Phil opened his mouth, thought of Lucky, and said nothing.
"Hit him, Harris," Billig ordered, "and don't be all day about it!"
Pain bounced like a steel ball back and forth inside Phil's skull at Harris' dispassionate swipes. At the last one Phil felt his head go numb and his thoughts glassy. Harris' bank cashier face swam out of sight, to be replaced by Billig's smooth mask with its lurking host of wrinkles.
Billig produced the gun he'd been carrying when Phil was caught. He informed Phil, "I propose to cut your limbs off, one by one. The beam burns, which keeps you from bleeding too fast."

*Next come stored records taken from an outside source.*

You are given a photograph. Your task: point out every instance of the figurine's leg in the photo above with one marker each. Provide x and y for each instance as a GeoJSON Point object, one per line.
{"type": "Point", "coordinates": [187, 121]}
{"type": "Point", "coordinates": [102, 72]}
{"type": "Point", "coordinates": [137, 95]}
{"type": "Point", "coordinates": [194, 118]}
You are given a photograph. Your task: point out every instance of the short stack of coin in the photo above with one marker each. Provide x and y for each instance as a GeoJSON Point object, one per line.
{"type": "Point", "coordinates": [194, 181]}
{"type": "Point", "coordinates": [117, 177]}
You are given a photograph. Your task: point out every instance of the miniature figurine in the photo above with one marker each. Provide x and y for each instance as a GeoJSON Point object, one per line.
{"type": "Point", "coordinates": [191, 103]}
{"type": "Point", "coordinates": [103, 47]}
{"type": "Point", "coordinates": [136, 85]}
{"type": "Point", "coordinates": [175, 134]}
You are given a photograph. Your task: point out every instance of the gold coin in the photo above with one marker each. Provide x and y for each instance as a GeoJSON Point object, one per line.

All Phil's glazed mind could think was how ludicrous the word "limb" was. He wondered if Billig considered him a tree. Billig's head persisted in circling Phil like a small planet, though that may only have been the room swimming. Suddenly Phil stuck out an arm.
"All right," he informed Billig, "begin with this. Don't hurt the leaves."
Billig lowered the gun. "You hit him too hard," he told Harris, "or else he likes it. There are other kinds of pain. Where's Brimstine? I told him he had only two minutes to find Jack. Hayes, frisk this man."